SimOutput captures signal_total_history, signal_channel_snapshots, species_signal_received, signal_sum_snapshots (downsampled 4x spatial signal for GIF). EcosystemMeasures gains 6 new fields: signal_total_history, signal_mass_fraction, signal_channel_snapshots, dominant_channel_history, receptor_alignment, emission_reception_matrix. All in summary.json.
signal.gif generated alongside ecosystem.gif using species-colored teal colormap. Mass/Signal tab toggle in ecosystem viewer. signal.gif checked in smoke_ecosystem.sh.
Archive: SIGNAL badge, alpha/beta in creature modal, per-channel bar charts for signal params. Ecosystem: SIGNAL badge, outcome tooltips, signal charts sidebar, corrected mass chart label. Index: System tab anchor nav, quality metric section with formula, signal field section with diagram, signal descriptors in descriptor grid, SIGNAL/TORUS badges on run cards. docs/signal-field.svg: new diagram showing one-step signal mechanics with alpha/beta.
Signal field: per-creature emission and sensing in a shared (H,W,16) chemical field.
Per-creature parameters: emission_vector (C,), receptor_profile (C,), signal_kernel (ring), emission_rate scalar, decay_rates (C,). --signal-field flag in CLI. Archive tagged signal_field: true/false in manifest.json. Quality filter updated for mass+signal conservation. Both homogeneous and heterogeneous ecosystem paths signal-aware. validate_signal_consistency() enforces archive compatibility (signal and non-signal archives cannot be mixed).
Temporal outcome classifier with separate taxonomies per run mode.
Heterogeneous: merger, coexistence, exclusion, fragmentation -- now as temporal label sequence (list of OutcomeWindow with from_step, to_step, label) per species. Fragmentation uses patch count from v3.1.0 HeteroSpatial. Homogeneous taxonomy: full_merger, stable_isolation, partial_clustering, cannibalism, fragmentation -- all measurable from patch count dynamics. Outcome timeline visualization in ecosystem viewer. outcome_sequence stored in summary.json.

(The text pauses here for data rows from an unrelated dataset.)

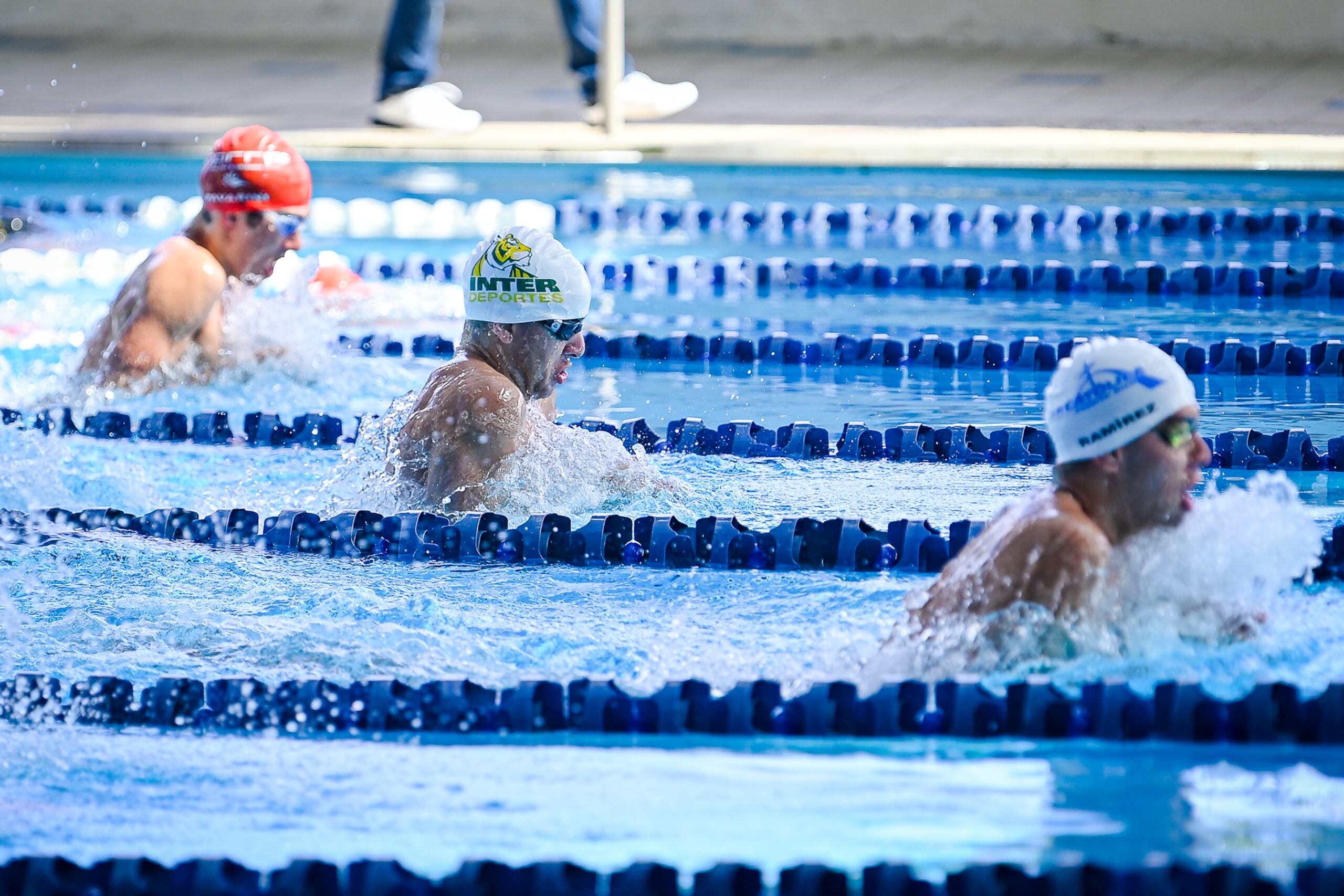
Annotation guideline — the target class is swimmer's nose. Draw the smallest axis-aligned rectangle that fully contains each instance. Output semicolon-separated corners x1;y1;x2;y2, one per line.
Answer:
1190;434;1214;468
564;333;587;357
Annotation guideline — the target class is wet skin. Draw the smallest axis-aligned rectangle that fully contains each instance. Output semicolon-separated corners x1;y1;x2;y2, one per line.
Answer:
914;406;1210;627
396;324;585;511
79;206;308;385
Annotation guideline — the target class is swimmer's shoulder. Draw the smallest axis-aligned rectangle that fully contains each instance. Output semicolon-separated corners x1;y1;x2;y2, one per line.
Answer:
145;236;228;305
426;359;526;419
1005;489;1110;563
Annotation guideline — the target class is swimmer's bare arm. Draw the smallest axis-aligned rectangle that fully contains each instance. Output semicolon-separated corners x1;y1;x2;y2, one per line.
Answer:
425;377;524;511
532;392;561;423
917;516;1110;626
116;238;226;373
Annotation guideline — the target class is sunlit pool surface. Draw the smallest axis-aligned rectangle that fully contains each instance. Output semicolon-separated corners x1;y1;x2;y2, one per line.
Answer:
0;156;1344;877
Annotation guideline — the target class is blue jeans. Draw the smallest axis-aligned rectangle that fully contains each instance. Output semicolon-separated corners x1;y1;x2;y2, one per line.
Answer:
379;0;634;103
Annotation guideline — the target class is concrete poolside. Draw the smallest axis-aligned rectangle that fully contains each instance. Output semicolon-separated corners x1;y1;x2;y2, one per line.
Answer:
0;35;1344;171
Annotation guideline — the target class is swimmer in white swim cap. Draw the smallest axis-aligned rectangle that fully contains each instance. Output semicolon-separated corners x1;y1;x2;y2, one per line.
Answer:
915;337;1210;627
396;227;593;511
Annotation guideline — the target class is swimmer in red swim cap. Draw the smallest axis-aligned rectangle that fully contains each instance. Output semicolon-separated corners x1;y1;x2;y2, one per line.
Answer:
79;125;313;385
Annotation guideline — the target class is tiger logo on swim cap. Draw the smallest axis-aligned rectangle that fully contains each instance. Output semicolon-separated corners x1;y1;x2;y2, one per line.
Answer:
465;227;593;324
472;234;536;277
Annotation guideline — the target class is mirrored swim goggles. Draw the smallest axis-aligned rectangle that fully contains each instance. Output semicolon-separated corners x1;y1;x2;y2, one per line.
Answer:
261;211;307;239
1153;416;1199;449
536;317;583;343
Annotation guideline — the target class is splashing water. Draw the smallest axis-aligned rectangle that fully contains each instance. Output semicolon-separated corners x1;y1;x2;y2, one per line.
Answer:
314;392;710;523
864;473;1321;687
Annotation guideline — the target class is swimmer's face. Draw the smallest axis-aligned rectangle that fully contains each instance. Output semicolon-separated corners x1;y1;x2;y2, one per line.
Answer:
225;206;308;278
1118;404;1210;528
512;324;585;399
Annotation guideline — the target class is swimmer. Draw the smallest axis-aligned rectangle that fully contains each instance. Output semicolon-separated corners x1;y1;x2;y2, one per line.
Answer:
914;337;1210;629
396;227;593;511
79;125;313;385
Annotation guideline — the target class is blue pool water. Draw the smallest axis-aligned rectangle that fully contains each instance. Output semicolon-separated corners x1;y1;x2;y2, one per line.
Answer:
0;156;1344;876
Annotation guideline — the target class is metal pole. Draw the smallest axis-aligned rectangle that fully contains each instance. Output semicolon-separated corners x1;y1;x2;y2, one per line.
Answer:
597;0;625;137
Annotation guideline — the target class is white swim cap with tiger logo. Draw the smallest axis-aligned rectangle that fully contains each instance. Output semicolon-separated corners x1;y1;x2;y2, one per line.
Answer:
466;227;593;324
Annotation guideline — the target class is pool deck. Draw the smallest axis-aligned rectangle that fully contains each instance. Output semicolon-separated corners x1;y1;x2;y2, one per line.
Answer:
0;38;1344;171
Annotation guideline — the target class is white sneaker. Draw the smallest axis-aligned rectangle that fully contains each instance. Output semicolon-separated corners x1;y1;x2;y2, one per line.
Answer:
585;71;700;125
374;81;481;134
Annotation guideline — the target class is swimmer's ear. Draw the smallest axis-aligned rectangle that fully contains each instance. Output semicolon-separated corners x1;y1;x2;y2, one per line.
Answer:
1093;449;1125;474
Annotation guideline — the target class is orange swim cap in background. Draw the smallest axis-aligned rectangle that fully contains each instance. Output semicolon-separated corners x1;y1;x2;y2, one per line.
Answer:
200;125;313;212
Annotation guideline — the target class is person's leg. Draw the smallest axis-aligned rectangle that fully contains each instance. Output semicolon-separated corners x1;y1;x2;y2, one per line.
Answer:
379;0;445;99
558;0;634;103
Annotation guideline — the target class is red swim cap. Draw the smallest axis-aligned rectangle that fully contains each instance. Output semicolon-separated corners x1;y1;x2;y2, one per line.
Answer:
200;125;313;212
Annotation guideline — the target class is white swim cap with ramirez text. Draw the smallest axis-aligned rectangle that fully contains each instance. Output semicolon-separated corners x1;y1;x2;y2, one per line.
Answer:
1046;336;1196;463
465;227;593;324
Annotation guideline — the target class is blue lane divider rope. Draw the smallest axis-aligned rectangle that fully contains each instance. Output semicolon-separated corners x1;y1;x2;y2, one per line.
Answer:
0;508;984;572
0;856;1322;896
339;331;1344;376
376;252;1344;298
10;497;1344;582
10;247;1344;300
8;407;1344;471
8;673;1344;744
16;196;1344;240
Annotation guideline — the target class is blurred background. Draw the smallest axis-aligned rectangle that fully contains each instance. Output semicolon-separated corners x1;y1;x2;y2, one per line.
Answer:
0;0;1344;131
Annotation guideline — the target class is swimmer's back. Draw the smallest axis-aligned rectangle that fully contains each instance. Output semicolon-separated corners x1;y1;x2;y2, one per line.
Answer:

Spatial observables for both run modes from existing snapshot data (no new simulation code).
Heterogeneous: patch count per species per snapshot, interface area per pair per snapshot, Euclidean COM distance per pair per snapshot, spatial entropy per species per snapshot, contact_occurred S×S bool matrix. Interaction coefficients gated to windows where interface_area > 0. 4-connected component labeling via scipy.ndimage.label. Homogeneous: patch count over time, mass spatial entropy, initial patch sizes, patch size distribution per snapshot. scipy declared as explicit dependency. HeteroSpatial / HomoSpatial typed dataclasses in analytics.py.
Growth field capture, empirical interaction coefficients, ecosystem outcome classification, interaction heatmap in viewer.
LocalizedFlowLenia.step refactored through _step_inner(capture_growth). New step_with_diagnostics() returns (LocalizedState, list[Tensor]) where each tensor is G_s_total (H, W) for that species before ownership blending. Called only at snapshot steps; step() used at all others. Growth tensors stored as SimOutput.growth_snapshots[snap_idx][species_idx].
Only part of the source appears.